Summary: Saleem Sinai is born at the stroke of midnight when India won its independence. He believes his life is “twinned” with the fate of the country, even as he is telepathically linked with the other “midnight children”, all of whom have unusual powers.

Salman Rushdie is a native of India of Muslim descent most often known for his book The Satanic Verses, the publication of which resulted in a fatwa calling for his assassination. Since 2000, he has lived in New York City. This novel, his second, brought him to the attention of the literary world and was awarded the Booker Prize and was selected one of the hundred best novels of all time by the Modern Library.

The central figure, Saleem Sinai, is narrating his life to Padma, “the pickle woman” who is taking care of him. Central to his life story is that he was born at the stroke of midnight at the moment India gained its Independence. He sees himself as a twin with India, and that his experiences and actions are intertwined with that of the country. His life and family dysfunctions and travails parallel those of India. In his personal history, he gets caught up in the Indo-Pakistan wars and Bangladeshi independence.

He and the other babies born in the first hour of Independence all have unusual powers. Saleem’s is the ability to telepathically link them together in the “Midnight Children’s Conference” where they deliberate how they might use their powers in their young country. The hopeful promise of these children is not attained, and one, Shiva, who was switched with Saleem at birth is a destroyer, symbolized by his powerful knees, while Saleem’s sensitivities are symbolized by his nose that can sniff out not only smells but dispositions and longings.

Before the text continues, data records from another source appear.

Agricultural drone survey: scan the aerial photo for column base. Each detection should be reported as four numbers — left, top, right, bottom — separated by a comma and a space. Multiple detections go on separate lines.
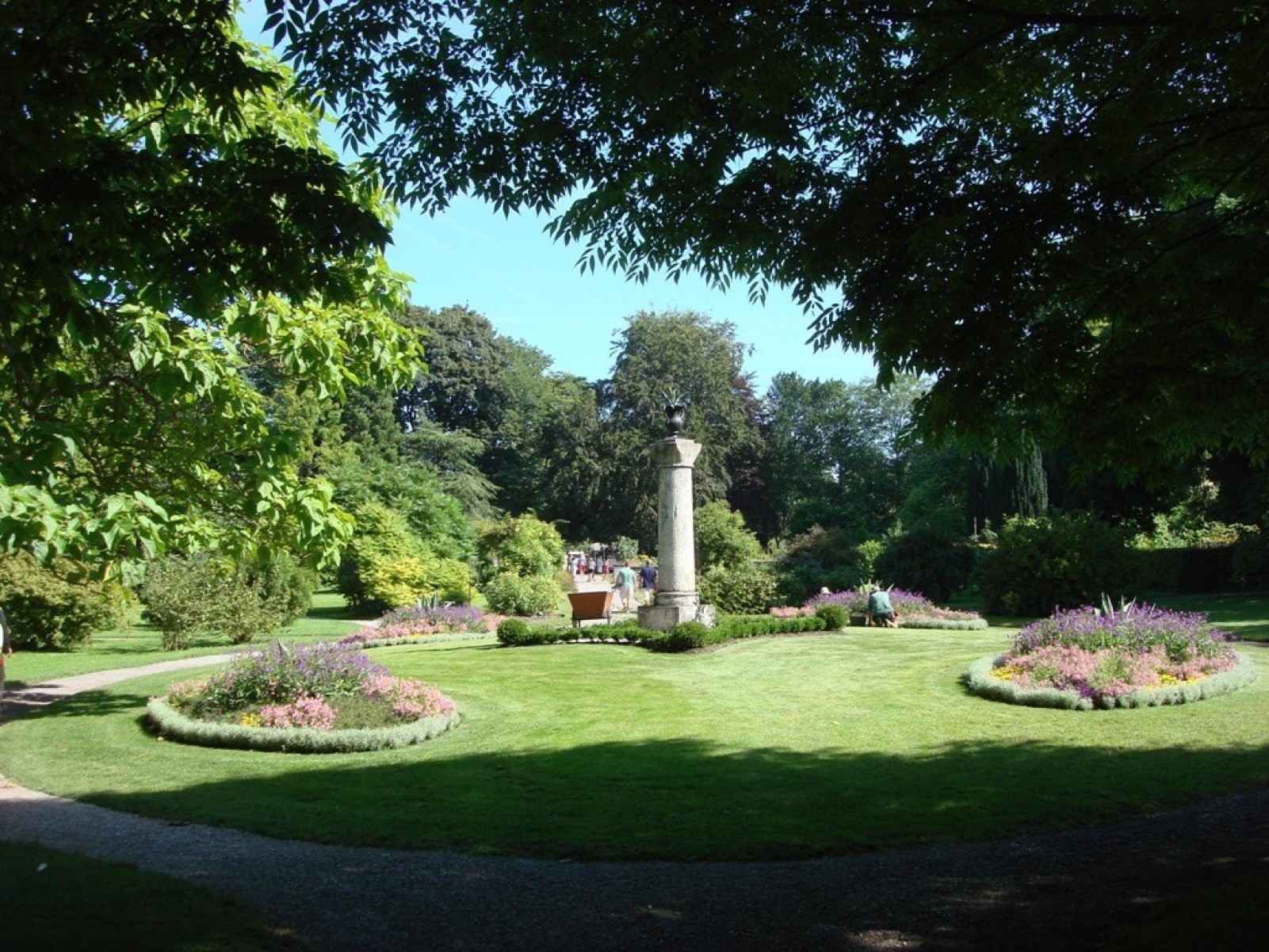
638, 604, 718, 631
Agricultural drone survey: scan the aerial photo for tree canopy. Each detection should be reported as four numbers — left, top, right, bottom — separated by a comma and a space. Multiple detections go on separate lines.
268, 0, 1269, 472
0, 0, 422, 573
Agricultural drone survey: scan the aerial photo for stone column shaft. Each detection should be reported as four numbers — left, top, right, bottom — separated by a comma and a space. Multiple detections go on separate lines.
652, 438, 701, 606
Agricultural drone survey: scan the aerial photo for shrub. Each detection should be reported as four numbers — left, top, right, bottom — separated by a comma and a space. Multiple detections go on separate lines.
485, 572, 561, 614
476, 514, 564, 581
1233, 532, 1269, 591
667, 622, 714, 651
775, 526, 870, 603
498, 618, 532, 644
0, 552, 127, 650
801, 587, 988, 629
977, 511, 1127, 616
697, 566, 779, 614
876, 530, 973, 602
815, 602, 850, 631
695, 500, 763, 572
245, 552, 317, 625
140, 553, 288, 651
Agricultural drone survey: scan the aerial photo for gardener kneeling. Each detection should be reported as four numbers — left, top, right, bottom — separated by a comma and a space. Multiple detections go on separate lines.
868, 585, 899, 629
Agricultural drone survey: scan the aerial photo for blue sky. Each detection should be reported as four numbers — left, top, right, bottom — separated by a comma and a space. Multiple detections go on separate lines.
241, 2, 876, 393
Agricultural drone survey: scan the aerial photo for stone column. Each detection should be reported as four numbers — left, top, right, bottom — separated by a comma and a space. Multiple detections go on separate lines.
638, 435, 713, 631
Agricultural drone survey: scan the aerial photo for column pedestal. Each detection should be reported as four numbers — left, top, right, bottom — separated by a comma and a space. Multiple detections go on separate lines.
638, 437, 714, 631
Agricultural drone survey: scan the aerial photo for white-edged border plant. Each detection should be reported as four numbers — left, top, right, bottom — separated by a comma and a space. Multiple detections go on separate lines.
965, 652, 1256, 711
146, 698, 461, 754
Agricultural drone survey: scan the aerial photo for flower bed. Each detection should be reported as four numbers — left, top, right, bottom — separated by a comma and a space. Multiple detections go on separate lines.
792, 589, 988, 631
148, 642, 458, 753
340, 606, 504, 648
967, 606, 1255, 709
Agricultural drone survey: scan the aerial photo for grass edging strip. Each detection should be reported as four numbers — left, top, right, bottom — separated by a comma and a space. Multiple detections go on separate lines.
965, 652, 1256, 711
146, 698, 461, 754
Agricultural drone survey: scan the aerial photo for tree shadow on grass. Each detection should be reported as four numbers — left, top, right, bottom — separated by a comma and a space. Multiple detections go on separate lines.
2, 684, 150, 721
67, 731, 1269, 861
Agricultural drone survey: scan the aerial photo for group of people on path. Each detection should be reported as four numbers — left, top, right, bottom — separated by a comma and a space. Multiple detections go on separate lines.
613, 562, 656, 612
568, 556, 613, 581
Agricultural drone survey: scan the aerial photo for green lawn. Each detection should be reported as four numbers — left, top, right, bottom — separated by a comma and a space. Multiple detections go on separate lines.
0, 629, 1269, 859
5, 591, 364, 688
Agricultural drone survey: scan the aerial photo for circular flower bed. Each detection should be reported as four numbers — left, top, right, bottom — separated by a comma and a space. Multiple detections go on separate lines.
797, 587, 988, 631
147, 641, 458, 753
965, 604, 1255, 709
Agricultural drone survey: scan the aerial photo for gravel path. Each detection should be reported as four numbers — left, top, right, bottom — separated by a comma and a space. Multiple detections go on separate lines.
0, 657, 1269, 952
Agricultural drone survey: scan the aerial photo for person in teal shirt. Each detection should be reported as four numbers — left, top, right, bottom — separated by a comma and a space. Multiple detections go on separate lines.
613, 565, 637, 612
868, 585, 899, 629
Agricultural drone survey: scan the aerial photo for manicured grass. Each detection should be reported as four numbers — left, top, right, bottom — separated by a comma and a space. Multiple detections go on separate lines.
5, 591, 364, 688
1144, 594, 1269, 641
0, 843, 307, 952
0, 629, 1269, 859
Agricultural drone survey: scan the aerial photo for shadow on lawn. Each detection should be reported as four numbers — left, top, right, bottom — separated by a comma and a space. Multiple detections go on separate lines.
2, 684, 150, 721
67, 731, 1269, 861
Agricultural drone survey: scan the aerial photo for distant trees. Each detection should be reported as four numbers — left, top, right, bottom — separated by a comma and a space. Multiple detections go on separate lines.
0, 0, 419, 568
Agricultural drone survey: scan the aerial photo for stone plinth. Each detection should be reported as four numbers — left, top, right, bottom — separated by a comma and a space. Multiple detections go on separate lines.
638, 437, 713, 631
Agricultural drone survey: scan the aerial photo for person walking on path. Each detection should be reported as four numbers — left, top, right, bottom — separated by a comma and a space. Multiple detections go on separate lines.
614, 565, 637, 612
638, 560, 656, 606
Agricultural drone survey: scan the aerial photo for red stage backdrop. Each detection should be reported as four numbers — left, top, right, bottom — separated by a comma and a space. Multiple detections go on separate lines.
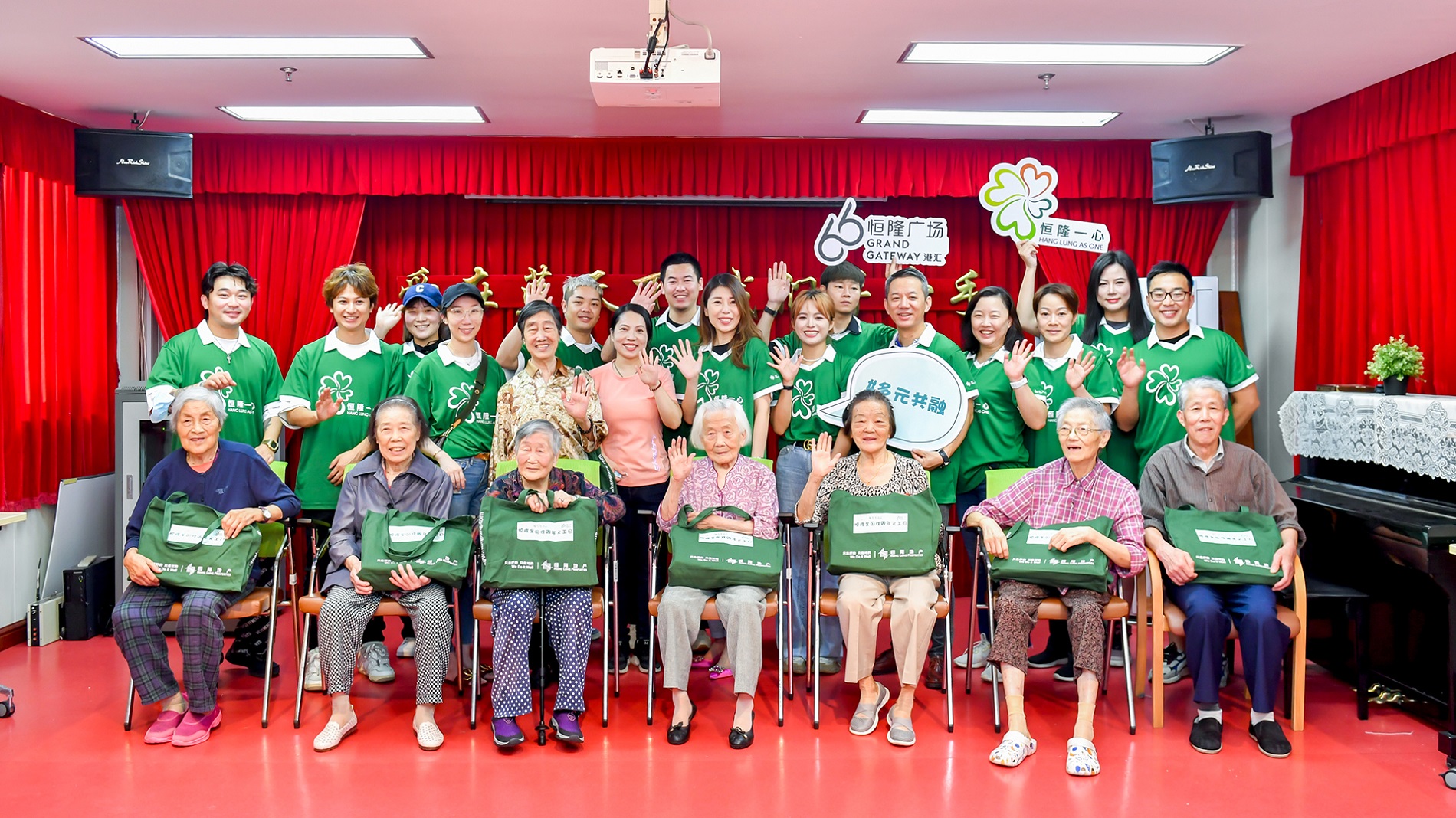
1291, 54, 1456, 394
0, 97, 116, 511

Rushdie writes in the genre of magical realism, similar to Gabriel Garcia-Marquez. Noses, knees, serpents, and impotent men recur through the book. When Saleem’s wife goes into labor, at the beginning of the Emergency declared by Indira Gandhi, she labors thirteen days, until the emergency lifts. In all of this, the life story of Saleem is mystically linked with the nation.

The challenge in reading this work is both remembering this connection and understanding the history of India during the time spanned by the novel (1947 to 1979). One wishes, particular in the newer edition, that it would have been annotated for those not deeply acquainted with this history. Rushdie himself observes that western readers tend to read this novel as fantasy while readers from India see the book as almost a history.

We trace the central figure from the hopefulness and growing awareness of boyhood to a growing sense of pathos, sadness and, indeed impotence, perhaps reflecting the frustration of India’s hopes, particularly during the Indira Gandhi rule. A life story, that of its own seems sad, and at points dysfunctional, in fact becomes commentary for the early years of India’s statehood. Sadly, this narrative could be the story of many post-colonial states. But Saleem has a son, and perhaps a new generation…. Perhaps.